Factuur van 23 december 2016
Ook voor de factuur van 23 december 2016 geldt dat de officier van justitie onvoldoende bewijs heeft aangedragen dat verdachte geen 180 uur aan de Grijze Campagne heeft besteed. Dat in december 2016 geen communicatie in de WhatsAppgroep “Chatgroep X”

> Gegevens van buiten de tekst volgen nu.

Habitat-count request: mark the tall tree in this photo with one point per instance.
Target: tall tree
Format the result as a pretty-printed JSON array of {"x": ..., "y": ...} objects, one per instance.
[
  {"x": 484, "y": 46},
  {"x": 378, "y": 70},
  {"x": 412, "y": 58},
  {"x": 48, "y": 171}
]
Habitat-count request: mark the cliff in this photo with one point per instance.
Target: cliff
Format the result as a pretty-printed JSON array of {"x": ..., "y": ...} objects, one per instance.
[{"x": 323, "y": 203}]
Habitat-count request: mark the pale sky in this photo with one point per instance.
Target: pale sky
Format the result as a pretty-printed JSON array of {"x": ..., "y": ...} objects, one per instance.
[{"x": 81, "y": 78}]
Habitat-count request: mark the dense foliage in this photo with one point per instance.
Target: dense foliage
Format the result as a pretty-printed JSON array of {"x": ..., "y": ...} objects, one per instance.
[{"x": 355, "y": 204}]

(een WhatsAppgroep die is opgericht met betrekking tot de Grijze Campagne) is aangetroffen, is onvoldoende om te zeggen dat verdachte in het geheel niet aan de Grijze Campagne heeft gewerkt. Te meer omdat de Grijze Campagne een vertrouwelijke campagne was. Ook voor de stelling dat verdachte bewust zijn werkzaamheden voor de online app wilde declareren via Protrax International is onvoldoende bewijs aangedragen. Zowel verdachte als de medeverdachte hebben verklaard dat de bijlage over werkzaamheden voor de app, per vergissing is meegestuurd bij de factuur van 23 december 2016. Dit betekent dat er geen bewijs is dat de factuur van 23 december 2016 vals is en dat verdachte hiervan wordt vrijgesproken.
Conclusie
Kortom, de rechtbank acht het ten laste gelegde niet bewezen. Verdachte wordt dus vrijgesproken.

5.Beslissing

De rechtbank komt op grond van het voorgaande tot de volgende beslissing.
Verklaart
het ten laste gelegde niet bewezenen
spreekt verdachte daarvan vrij.
Dit vonnis is gewezen door
mr. M. Vaandrager, voorzitter,
mrs. C.M. Berkhout en E. van den Brink, rechters,
in tegenwoordigheid van mr. M. van der Mark, griffier,
en uitgesproken op de openbare terechtzitting van deze rechtbank van 9 juli 2020.